Good Samaritans saved the day

Photo for representational purpose only.



Lt Gen Raj Sujlana (retd)

THE pitfalls of overdependence on technology were offset by the strong bonds of brotherhood during my trip to New Delhi. The ubiquitous mobile phone is an integral part of our lives; it is one’s passport to almost everything. Such is the reliance on it that without one, even routine chores can come to a standstill. I realised this the other day when I landed in a tricky situation.

I arrived by cab at New Delhi railway station, only to be engulfed in the confused web of traffic that welcomes all passengers. I paid the cabbie and walked hurriedly to avoid missing the train. A little distance away, I reached for my phone, but there was no sign of it. I had possibly left it in the cab. I raced back, but the cab was nowhere to be seen. Reality struck: I neither had a virtual ticket nor a hard copy of it. I was stranded. I recalled the lines: ‘Technology has brought us closer, then made us more distant. Made us more aware, then made us doubtful of ourselves.’ Whom to call and how? The saving grace was my wallet, which contained cash and debit cards.

I spotted two cabbies with mobile phones. I walked up to them and spelt out my problem. I asked if they could call on my phone number. ‘Number bolo,’ Vikas and his partner said in unison. Two attempts got no response. They asked me for the cab number and the driver’s name. I remembered that it was Sunil. That’s a very common name, they said. Still, the cab centre was called, but without luck.

I then requested the cabbies to make one last try. Lo and behold, Sunil responded! Thereafter, with military precision, the two drivers coordinated with each other. We three met at a mutually convenient place. I had my phone back. Indebted to Sunil, I offered him money, but he refused, saying that he had helped me without expecting anything in return. Wishing me well, he drove off. Then Vikas said: ‘Uncleji, get inside the cab. I will drop you back at the station, lest you should miss the train.’ He did the needful. I requested him to accept a token of my appreciation, but he too refused it, saying that he had done it as a goodwill gesture and not to cash in on my predicament. The best that I could do was offer a silent prayer for these down-to-earth Good Samaritans.

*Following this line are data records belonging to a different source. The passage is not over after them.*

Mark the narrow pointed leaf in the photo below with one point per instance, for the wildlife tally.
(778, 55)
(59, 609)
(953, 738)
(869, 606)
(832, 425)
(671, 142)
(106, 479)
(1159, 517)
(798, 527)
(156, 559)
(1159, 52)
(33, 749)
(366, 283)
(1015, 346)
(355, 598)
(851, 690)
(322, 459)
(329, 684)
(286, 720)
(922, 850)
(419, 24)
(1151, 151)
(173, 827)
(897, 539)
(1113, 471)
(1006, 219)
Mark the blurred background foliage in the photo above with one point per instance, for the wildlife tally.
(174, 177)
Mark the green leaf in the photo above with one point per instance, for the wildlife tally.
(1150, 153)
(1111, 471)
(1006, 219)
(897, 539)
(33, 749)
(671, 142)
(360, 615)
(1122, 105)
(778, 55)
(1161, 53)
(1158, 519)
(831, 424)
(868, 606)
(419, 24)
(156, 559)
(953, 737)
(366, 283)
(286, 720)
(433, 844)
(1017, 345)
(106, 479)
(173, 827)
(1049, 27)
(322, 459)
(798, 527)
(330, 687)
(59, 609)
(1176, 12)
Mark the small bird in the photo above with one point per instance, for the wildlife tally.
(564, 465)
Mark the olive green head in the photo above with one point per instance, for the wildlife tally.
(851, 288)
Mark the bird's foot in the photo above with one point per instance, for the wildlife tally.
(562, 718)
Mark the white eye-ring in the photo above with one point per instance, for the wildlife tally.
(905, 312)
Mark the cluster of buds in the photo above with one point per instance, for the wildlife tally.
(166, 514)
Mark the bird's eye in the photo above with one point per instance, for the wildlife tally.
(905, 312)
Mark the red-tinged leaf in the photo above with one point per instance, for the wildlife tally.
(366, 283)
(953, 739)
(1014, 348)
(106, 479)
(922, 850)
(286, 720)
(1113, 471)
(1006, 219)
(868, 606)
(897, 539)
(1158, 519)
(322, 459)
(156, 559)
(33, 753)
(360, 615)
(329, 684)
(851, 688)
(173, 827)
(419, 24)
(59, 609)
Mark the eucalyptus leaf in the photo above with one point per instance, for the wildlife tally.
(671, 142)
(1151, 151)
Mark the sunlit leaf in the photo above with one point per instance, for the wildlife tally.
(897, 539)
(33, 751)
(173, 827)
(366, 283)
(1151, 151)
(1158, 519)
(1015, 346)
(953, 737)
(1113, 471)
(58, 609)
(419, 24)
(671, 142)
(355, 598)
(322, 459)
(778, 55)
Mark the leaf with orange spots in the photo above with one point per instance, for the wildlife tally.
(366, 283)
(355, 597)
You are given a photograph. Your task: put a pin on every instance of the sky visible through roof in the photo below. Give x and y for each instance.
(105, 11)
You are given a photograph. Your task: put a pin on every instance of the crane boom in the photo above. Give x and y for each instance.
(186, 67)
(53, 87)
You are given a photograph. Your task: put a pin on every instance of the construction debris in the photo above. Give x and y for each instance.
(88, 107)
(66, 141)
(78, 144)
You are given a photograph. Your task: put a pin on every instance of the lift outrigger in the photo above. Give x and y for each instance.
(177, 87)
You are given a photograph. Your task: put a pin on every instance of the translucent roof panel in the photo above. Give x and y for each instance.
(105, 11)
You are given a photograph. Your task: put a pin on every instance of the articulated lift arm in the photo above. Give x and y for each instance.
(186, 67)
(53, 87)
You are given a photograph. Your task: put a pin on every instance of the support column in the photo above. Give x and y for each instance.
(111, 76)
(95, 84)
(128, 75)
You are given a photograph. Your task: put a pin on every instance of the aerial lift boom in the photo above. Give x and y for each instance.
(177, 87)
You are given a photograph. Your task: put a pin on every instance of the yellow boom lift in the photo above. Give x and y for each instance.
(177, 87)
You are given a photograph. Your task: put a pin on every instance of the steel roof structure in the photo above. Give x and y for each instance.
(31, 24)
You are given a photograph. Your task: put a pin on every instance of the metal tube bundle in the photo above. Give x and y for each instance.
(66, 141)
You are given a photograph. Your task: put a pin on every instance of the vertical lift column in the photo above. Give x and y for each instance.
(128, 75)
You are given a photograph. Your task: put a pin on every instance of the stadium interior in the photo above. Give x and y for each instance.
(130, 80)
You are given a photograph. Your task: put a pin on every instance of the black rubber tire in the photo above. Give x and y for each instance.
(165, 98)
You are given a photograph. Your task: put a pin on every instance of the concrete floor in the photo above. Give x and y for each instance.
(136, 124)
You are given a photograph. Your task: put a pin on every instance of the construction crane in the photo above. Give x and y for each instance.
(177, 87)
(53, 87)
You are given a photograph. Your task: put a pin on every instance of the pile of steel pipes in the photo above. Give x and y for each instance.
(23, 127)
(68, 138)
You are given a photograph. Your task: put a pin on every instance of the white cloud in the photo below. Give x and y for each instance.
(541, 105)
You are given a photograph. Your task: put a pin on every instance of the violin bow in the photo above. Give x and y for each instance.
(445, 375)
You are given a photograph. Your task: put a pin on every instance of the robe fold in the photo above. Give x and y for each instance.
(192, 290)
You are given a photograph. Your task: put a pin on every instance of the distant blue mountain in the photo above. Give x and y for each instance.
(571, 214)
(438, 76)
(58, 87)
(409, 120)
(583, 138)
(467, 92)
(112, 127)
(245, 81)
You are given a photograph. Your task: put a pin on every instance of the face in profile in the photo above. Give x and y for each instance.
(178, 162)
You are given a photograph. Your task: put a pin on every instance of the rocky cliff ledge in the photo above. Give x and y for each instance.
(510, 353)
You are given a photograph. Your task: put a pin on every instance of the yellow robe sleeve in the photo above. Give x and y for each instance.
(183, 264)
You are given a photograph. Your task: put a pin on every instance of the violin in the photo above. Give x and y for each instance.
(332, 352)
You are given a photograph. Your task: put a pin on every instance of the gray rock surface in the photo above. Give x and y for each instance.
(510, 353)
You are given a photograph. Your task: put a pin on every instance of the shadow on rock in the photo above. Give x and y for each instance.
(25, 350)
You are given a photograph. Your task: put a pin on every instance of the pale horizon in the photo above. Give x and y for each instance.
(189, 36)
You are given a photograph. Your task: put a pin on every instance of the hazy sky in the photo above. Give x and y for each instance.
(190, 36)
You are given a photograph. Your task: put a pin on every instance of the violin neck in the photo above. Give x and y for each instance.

When most would have avoided getting involved, they went out of their way to help. In their act of compassion and empathy, they followed the dictum: ‘Be nice to people… maybe it will be unappreciated, unreciprocated or ignored, but spread the love anyway. We rise by lifting others.’ Back home, I called both to thank them, but could only contact Vikas. ‘Sir, your call has made my day. It means much more to me than the money you offered,’ he said. Here was a stranger who had proved no less helpful than a friend.